It seems that rsync try to do chown
action, but it is failed.
DP-GEN Version
0.11.1.dev51+gbea559b
Platform, Python Version, Remote Platform, etc
Platform: bohrium
Python: 3.8.8
Remote Platform: Sugon
Input Files, Running Commands, Error Log, etc.
dpgen.zip
Need an extra Sugon secret file named as "sugon".
command: dpgen init_bulk init.json machine.json
Steps to Reproduce
- download the secret file of sugon, and name as "sugon"
- modify the fp in machine.json
- submit the job: dpgen init_bulk init.json machine.json
Further Information, Files, and Links
No response
It's not related to the remote machine, but it seems you didn't have the access to chown on the local machine.

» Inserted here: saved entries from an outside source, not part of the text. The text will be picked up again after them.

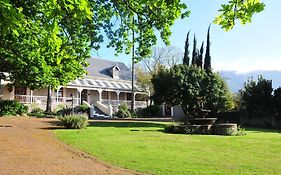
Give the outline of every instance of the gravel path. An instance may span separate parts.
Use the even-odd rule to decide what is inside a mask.
[[[59,142],[55,119],[0,117],[0,174],[139,174],[96,160]]]

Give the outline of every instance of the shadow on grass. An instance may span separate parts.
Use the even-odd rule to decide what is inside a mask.
[[[164,128],[166,125],[161,123],[148,122],[104,122],[104,121],[90,121],[90,127],[115,127],[115,128],[136,128],[136,127],[155,127]]]
[[[41,127],[40,129],[46,129],[46,130],[57,130],[57,129],[66,129],[61,125],[61,122],[59,120],[50,120],[50,121],[43,121],[45,123],[48,123],[46,127]]]
[[[270,129],[270,128],[256,128],[256,127],[246,127],[246,131],[250,131],[253,133],[260,133],[260,132],[275,132],[281,134],[281,130],[277,129]]]

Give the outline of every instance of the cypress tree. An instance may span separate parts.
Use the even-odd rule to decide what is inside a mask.
[[[187,66],[189,65],[189,61],[190,61],[190,58],[189,58],[189,33],[190,33],[190,31],[186,35],[184,56],[183,56],[183,61],[182,61],[183,64],[185,64]]]
[[[198,53],[199,56],[198,56],[198,59],[196,61],[197,67],[200,67],[200,68],[202,68],[202,64],[203,64],[203,53],[204,53],[204,41],[202,42],[200,52]]]
[[[206,55],[205,55],[205,60],[204,60],[204,69],[205,70],[210,70],[211,67],[211,55],[210,55],[210,28],[211,25],[208,28],[208,33],[207,33],[207,46],[206,46]]]
[[[193,39],[193,52],[192,52],[192,61],[191,64],[195,65],[196,64],[196,60],[197,60],[197,50],[196,50],[196,44],[197,44],[197,40],[196,40],[196,36],[194,34],[194,39]]]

Could you try to add --no-perms
flag to rsync
?
Could you try to add
--no-perms
flag torsync
?
I have try to add this flag, but it did not work:
^CTraceback (most recent call last):
File "/root/anaconda3/lib/python3.8/site-packages/dpdispatcher/submission.py", line 273, in try_download_result
self.download_jobs()
File "/root/anaconda3/lib/python3.8/site-packages/dpdispatcher/submission.py", line 501, in download_jobs
self.machine.context.download(self)
File "/root/anaconda3/lib/python3.8/site-packages/dpdispatcher/ssh_context.py", line 675, in download
self._get_files(
File "/root/anaconda3/lib/python3.8/site-packages/dpdispatcher/ssh_context.py", line 905, in _get_files
self.ssh_session.get(from_f, to_f)
File "/root/anaconda3/lib/python3.8/site-packages/dpdispatcher/ssh_context.py", line 376, in get
return rsync(
File "/root/anaconda3/lib/python3.8/site-packages/dpdispatcher/utils.py", line 137, in rsync
raise RuntimeError(f"Failed to run {cmd}: {err}")

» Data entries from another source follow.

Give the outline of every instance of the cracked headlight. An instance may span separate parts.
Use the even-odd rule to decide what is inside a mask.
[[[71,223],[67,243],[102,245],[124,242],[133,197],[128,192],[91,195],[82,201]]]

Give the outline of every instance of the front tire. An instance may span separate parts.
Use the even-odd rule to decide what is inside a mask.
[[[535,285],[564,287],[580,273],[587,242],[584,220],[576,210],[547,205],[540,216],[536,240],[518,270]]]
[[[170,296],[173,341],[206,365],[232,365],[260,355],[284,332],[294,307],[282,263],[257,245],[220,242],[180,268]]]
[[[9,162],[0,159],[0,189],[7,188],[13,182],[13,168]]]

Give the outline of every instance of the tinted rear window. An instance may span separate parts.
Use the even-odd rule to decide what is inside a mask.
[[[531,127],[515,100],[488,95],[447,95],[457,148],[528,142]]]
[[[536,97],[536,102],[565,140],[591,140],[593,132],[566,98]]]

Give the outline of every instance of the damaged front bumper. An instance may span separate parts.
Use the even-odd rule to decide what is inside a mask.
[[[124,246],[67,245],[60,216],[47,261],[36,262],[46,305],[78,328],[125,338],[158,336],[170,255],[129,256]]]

RuntimeError: Failed to run ['rsync', '-az', '--no-perms', '-e', 'ssh -o ConnectTimeout=10 -o BatchMode=yes -o StrictHostKeyChecking=no -p 65023 -q -i sugon', '-q', '[email protected]:/public/home/abacus/tmp/013b6a211b33560666b55f011a60f9771da63b60/013b6a211b33560666b55f011a60f9771da63b60.tar.gz', '/personal/test/init_and_run2/Al.STRU.02x01x01/00.place_ele/013b6a211b33560666b55f011a60f9771da63b60.tar.gz']: b'rsync: chown "/personal/test/init_and_run2/Al.STRU.02x01x01/00.place_ele/.013b6a211b33560666b55f011a60f9771da63b60.tar.gz.JIoelN" failed: Operation not permitted (1)\nrsync error: some files/attrs were not transferred (see previous errors) (code 23) at main.c(1677) [generator=3.1.3]\n'
This issue may relate to directory right of Bohrium "/personal". When I run this test on others path, it will work.
Try no-o
. I guess no-g
may also be required. Below is the explanation.
-r, --recursive recurse into directories
-l, --links copy symlinks as symlinks
-p, --perms preserve permissions
-t, --times preserve modification times
-o, --owner preserve owner (super-user only)
-g, --group preserve group
-D same as --devices --specials
--devices preserve device files (super-user only)
--specials preserve special files
-a
is equivalent to -rltpgoD
I transfer the issue to dpdispatcher as it's more related.